Comunicar a su madre la decisión tomada no había sido nada fácil para Romualdo, quien pasó un mal rato. Habló mucho de la hacienda, de que necesitaba ayuda y de que tendría que casarse. ¿Con quién? Pues bien, supongamos que con… y pronunció aquel nombre; le siguió una carcajada llena de sarcasmo, pero él insistió en que su decisión era firme. Entonces, estallaron los gritos y volaron las sillas que caían al suelo estrepitosamente, hasta que la Bukowski agarró un bastón y se arrojó sobre él a bastonazo limpio.
Cuando Dionisio volvió a entrar en la habitación, encontró a su madre inmóvil, con la mirada fija en un punto y los puños apretados apoyados en la mesa.
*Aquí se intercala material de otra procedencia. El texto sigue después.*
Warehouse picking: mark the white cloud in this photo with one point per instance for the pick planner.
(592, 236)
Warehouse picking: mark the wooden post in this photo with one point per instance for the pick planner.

El contenido de la botella había disminuido visiblemente. Víctor, sentado en la cama, la miraba con la boca entreabierta. Un temblor sacudía de vez en cuando la cabeza de la vieja.
– ¡Qué deshonra!
Y otra vez, más bajito, como para sí:
– ¡Qué deshonra! ¡Qué deshonra!
Dionisio quería mucho a su madre y la compadecía. Pero ya no quedaba nada por decir. Sentado en un banco, miraba a San Eloy, cuya mano, que sostenía la palma, estaba cubierta de manchitas dejadas por las moscas. En el matamoscas de cristal junto a la ventana, el suero de la mantequilla estaba lleno de puntos negros que todavía se movían, las moscas más resistentes trepaban al amasijo formado por sus compañeras ya sumergidas, arrastrando torpemente las alas embadurnadas.